Thomas Young (scientist)

Thomas Young ( born June 13, 1773 in Milverton, Somersetshire, † May 10 1829 in London ) was an English ophthalmologist and physicist.

Life and work

Young came from a family of Quakers. He was a very versatile man, who already spoke several languages ​​as a boy. He studied medicine and graduated in 1796 in Göttingen. Already in 1794 he became a Fellow of the Royal Society, London, for his work on Nahakkomodation of the eye. From 1801 to 1804 he was professor of physics at the Royal Institute, last secretary of the Board of Longitude. Young was able to prove the first that the wave theory of light could explain some phenomena that could not be reconciled with the corpuscular theory of Isaac Newton, who was looking at light as a particle, in accordance, for example, Newton's rings. In 1807 he postulated the first so-called three-color theory of vision, the advanced theory called to the Young- Helmholtz theory today Hermann von Helmholtz.

Young was the first to measure wavelengths of light and used the interference in his experiments. He gave François Arago the impetus to treat light rays as transverse waves. One of his experiments on the wave nature of light and the interference was the double slit experiment, which in quantum mechanics plays an important role later.
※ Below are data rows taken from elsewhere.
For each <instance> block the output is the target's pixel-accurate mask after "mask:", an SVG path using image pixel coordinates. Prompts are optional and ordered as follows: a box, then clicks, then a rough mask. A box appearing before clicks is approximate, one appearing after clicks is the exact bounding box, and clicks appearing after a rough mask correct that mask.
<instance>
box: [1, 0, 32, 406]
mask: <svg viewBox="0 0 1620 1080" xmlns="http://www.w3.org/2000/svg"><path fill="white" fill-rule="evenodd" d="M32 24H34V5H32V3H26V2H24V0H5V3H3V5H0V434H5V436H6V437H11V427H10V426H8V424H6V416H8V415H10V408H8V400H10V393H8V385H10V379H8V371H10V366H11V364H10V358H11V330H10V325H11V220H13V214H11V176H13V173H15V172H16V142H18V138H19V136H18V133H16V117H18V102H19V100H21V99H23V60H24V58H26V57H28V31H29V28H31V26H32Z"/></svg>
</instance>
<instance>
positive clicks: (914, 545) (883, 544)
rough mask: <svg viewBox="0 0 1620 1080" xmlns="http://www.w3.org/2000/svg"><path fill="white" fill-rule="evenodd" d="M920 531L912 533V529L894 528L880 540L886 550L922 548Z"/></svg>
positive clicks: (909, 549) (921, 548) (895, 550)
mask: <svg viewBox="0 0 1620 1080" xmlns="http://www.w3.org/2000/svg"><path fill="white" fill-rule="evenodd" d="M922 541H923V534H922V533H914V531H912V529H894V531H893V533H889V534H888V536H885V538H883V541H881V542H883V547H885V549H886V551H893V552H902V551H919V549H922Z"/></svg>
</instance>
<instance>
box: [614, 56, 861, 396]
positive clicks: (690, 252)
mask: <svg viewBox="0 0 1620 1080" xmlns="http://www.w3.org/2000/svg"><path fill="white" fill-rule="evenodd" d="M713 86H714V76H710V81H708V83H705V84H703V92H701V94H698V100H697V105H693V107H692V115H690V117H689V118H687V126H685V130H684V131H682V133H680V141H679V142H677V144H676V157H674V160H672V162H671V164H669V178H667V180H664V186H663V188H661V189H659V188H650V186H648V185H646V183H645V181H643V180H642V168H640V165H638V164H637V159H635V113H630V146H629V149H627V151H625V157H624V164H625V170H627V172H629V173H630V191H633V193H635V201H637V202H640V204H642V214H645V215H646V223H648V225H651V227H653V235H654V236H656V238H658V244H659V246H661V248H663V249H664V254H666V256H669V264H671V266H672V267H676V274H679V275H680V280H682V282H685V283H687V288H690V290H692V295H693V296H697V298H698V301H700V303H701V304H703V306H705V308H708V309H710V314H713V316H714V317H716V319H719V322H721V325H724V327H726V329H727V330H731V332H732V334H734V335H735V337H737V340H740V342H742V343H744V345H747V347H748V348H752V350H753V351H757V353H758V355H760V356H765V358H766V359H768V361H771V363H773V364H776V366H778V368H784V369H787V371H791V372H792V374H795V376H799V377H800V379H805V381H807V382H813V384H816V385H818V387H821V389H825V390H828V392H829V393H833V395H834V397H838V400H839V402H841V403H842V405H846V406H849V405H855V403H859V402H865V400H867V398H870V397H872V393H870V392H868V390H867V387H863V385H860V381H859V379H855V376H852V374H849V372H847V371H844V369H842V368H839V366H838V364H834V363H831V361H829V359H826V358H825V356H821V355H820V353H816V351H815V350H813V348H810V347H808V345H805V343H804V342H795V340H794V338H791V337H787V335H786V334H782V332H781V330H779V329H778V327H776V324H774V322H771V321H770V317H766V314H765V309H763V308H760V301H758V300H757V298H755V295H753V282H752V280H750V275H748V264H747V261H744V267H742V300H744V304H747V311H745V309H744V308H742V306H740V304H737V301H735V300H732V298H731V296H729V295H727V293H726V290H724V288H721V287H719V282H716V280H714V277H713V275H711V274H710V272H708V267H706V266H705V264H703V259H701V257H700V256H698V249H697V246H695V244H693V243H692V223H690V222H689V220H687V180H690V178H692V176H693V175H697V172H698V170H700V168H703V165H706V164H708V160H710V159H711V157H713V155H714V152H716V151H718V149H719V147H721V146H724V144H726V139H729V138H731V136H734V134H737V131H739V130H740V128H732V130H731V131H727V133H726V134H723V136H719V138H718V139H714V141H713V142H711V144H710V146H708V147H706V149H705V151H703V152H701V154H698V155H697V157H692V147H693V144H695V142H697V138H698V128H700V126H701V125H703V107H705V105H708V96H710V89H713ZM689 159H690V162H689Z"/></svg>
Significant contributions he made also to the decipherment of Egyptian hieroglyphs. He was identified as a major rival of the Frenchman Jean -François Champollion, the ultimately the breakthrough came - partly on the basis of Young's findings. Both, however, could not be confused by the extensive opinion, the scholars of the 17th century. This could not imagine that such an early culture should have used phonographic characters, but walked away from that it constitutes ideograms in hieroglyphs.

Also great progress achieved Young in decoding and translation of the Demotic, which he called Enchorial. Because of this designation, he was never taken outside of specialist circles for knowledge and the deciphering of Heinrich Brugsch was attributed.

The lunar crater Young is named after him.